My grandmother raised chickens and turkeys. The former deposited their pyramids of leavings under her house, which rested on brick pedestals. It was an old farm house, surrounded on one side by cornfields, on the other a dirt road and sandy yards. Now that I remember those aromatic pyramids, I'm amazed at their construction! And frightened, too. I used to have nightmares about being trapped under the house!
Her sandy yard was home to grasshoppers and bees who couldn't resist her lantana, petunias, and other assorted flowers. She would go out to the chicken yard, grab a chicken, and well---wring its neck. She was good at it. Then she plucked and singed it, brought it inside to her kitchen counter, and turned it into a fryer, its assorted parts ready to be dipped into seasoned (highly salted and peppered1) flour and fried.
Yesterday I found a bargain at Ingles! Organic hens reduced by nearly 75% so that they could be sold by the 4th of July. I couldn't resist, so I bought two. This morning I got to work quartering, sawing through joints, doing the old-fashioned work that women no longer do, buying their chickens already boned, skinned, turned into portions ready to fry, grill, and bake.
What my grandmother did every single day, I did this morning, as if learning a new skill. A revelation, really, when I think of the time it took. Preparing a chicken would have taken time my grandmother could have spent on facebook or twitter. Or checking email if she lived today! Left over bones and giblets I boiled to make stock.
My poor grandmother. Standing in her kitchen cutting and dredging chicken parts when she could have been surfing the internet!
She made jelly and jam this time of year too, sweating into her pot of plum or mayhaw or blackberry juice. I'm not going to sweat over the plums I bought yesterday. I'm making freezer jam. No stirring and stirring until the syrup spins a thread. We like freezer jam, and as long as we have electricity, I'll keep making it, but what would happen if we no longer had the electrical grid to depend upon? Would I know how to can? I would know, I think, how to put away preserves and jellies, but as much as I love them, how could one survive on jam alone?

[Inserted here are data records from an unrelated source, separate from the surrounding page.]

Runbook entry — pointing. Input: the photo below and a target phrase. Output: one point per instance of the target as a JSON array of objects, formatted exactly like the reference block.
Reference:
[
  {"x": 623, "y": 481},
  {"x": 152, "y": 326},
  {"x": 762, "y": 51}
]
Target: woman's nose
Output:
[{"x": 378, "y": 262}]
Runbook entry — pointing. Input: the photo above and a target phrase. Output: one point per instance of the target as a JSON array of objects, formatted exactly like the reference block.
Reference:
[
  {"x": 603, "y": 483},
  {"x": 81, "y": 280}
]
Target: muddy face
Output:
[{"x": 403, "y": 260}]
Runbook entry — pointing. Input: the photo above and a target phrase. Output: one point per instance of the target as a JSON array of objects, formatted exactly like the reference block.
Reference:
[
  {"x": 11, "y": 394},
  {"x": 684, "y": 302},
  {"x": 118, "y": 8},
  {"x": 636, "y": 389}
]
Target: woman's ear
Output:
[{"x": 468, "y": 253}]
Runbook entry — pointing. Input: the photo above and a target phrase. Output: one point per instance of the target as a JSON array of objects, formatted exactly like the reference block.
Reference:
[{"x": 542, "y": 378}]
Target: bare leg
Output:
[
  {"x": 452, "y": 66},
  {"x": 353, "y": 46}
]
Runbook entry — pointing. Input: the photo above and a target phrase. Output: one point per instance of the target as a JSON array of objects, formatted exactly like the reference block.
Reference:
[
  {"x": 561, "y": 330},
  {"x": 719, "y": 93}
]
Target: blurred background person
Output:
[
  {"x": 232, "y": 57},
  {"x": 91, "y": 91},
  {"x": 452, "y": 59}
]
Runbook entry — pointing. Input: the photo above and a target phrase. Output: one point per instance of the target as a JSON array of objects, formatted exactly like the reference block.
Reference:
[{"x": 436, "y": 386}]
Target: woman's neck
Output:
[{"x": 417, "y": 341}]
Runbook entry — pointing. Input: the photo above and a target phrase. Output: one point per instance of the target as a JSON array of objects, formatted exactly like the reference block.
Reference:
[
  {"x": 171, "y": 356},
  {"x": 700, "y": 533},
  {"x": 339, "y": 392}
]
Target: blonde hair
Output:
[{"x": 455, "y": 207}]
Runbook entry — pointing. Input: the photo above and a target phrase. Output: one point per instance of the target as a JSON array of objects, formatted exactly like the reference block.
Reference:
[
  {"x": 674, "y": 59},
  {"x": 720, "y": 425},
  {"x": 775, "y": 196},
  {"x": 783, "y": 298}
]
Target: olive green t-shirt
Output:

I marvel at how much my grandmother knew how to do, how much I once knew how to do but now no longer have the energy or the facility with which to do it. I sit here typing text into a blog whose workings of which I have not the slightest understanding. So much of my world seems beyond me, a technological mystery. My grandmother's world remains that richest of mysteries, one to which I can return in memory, marveling at how the the window light transformed the ancient linoleum, how the door still opens onto ways we can survive and beyond that, live within our means in a landscape in which we are no longer strangers.